Book Preface
Spiritual seekers through the years, centuries, millennia, have sought innumerable ways to connect with the divine. Burnt offerings, self-flagellation, extended isolation, mutilation, fasting, sexual abstinence, sexual promiscuity, the intense moral and ethical training known in ancient Greece as askēsis – these and many more approaches to the realm beyond the mundane have had their day.
But through all the ages in which methods of contacting and interacting with the spiritual domain emerged and faded, one approach persisted: the ingestion of substances that alter and expand consciousness. One of the earliest, perhaps the earliest, was cannabis.
Yet the personalized, individualized use of cannabis as an entheogen (a substance that “awakens the divine from within”) fell into dispute and disrepute, especially in Western societies, as a result of culture wars that led to the pre-eminence of mediated connectivity with divinity through the allowable (indeed, mandated) sacraments of Catholicism and the disallowance (indeed, proscription) of older alternatives.
Now, 500 years after Martin Luther’s Ninety-five Theses produced the first sizable chink in the previously impregnable armor of a strict, hierarchical method of connecting the human with the external divine, the pendulum is swinging (although by no means entirely smoothly) back toward the notion of an internal divine, reachable once again by time-tested and time-honored practices such as cannabis use. This is a somewhat ironic fulfillment of modern Catholic philosopher/scientist Pierre Teilhard de Chardin’s assertion that “man only progresses by slowly elaborating from age to age the essence and the totality of a universe deposited within him.”

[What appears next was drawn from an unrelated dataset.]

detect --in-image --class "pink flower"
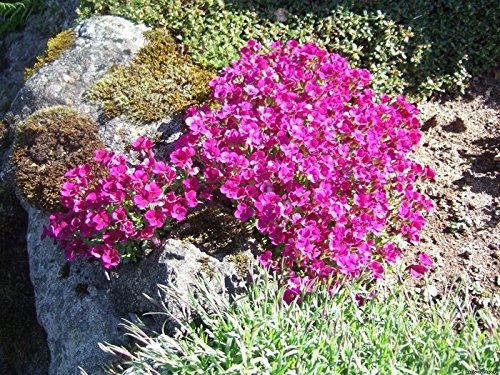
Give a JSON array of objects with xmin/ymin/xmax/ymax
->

In the pages that follow, readers will encounter or re-encounter cannabis as a mediator of the “universe deposited within,” both historically and on a personal, contemporary basis. Contributors to this volume have thought long and hard about the sacred and the secular, the mundane and the metaphysical, the prosaic and the profound, as all these states relate to humanity’s longstanding cannabis use. Sometimes analytical, sometimes celebratory, sometimes reflective, always thoughtful, these essays invite readers to a deeper appreciation not only of cannabis itself but also of the context in which this plant and human beings coexist and intertwine. The connection is a deep-rooted and abiding one, a communion quite different from that known in Christianity, its focus more on inner discovery than on outreach toward an external manifestation of a higher power. And yet cannabis mediated spirituality, as explored herein One Toke To God, bears no inherent ill will toward the centralized religious systems that have long marginalized and suppressed it – for reasons based as much in politics as in faith. Readers will discover that when properly understood, entheogenic cannabis use is simply a different way of confirming another of Teilhard’s penetrating observations: “We are not human beings having a spiritual experience. We are spiritual beings having a human experience.”